We've seen all sorts of high-tech wheelchairs that increase mobility options for people living with paralysis. But how about a new pair of bionic legs that actually helps people walk again?

eLEGS was unveiled last week by Berkeley Bionics as an artificially intelligent, battery-powered device that uses a gestural-based interface to allow paraplegics to walk. This means sensors embedded in the braces that fit around a person's body respond to real muscular input from the human powering the eLEGS.

As you can see from the video, a woman who normally uses a wheelchair can use the device to stand up and walk in a straight line. Although most users need to use crutches or a walker at first to help guide them back into a normal gait, eventually some people can walk unassisted. Besides the obvious feelings of freedom and independence that come from walking on their own, paraplegics can see major health benefits just from standing and walking for short periods of time.

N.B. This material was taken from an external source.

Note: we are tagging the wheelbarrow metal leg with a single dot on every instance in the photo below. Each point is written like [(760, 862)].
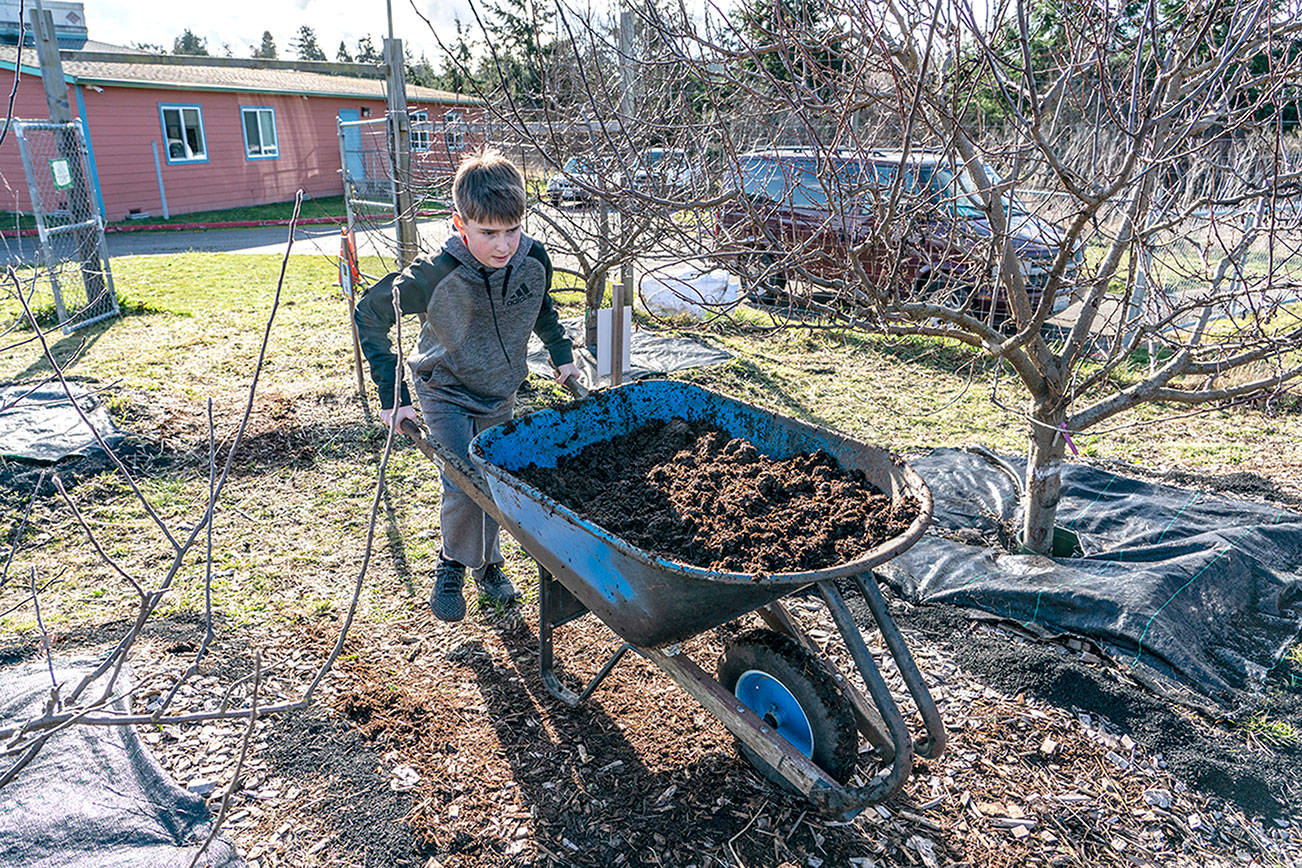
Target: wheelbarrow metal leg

This "exoskeleton" is a similar concept to Berkeley Bionics's Human Universal Load Carrier, a device that fits over a soldier's legs and torso and gives him superhuman strength when it comes to lifting and carrying equipment. While those devices are made exclusively for the military, eLEGS will cost around $100,000 for medical professionals, and could be available commercially by 2013.

The plan is for the legs to be initially tested under medical supervision in rehab situations over the next year. But eventually, eLEGS should be able to be used independently by people for an entire day (the current lithium-ion battery lasts about six hours). The implements use thick Velcro and backpack-like straps so they're easy for a person who uses a wheelchair to put on himself. And although it looks bulky, the whole device is made from carbon fiber and steel and only weighs 45 pounds.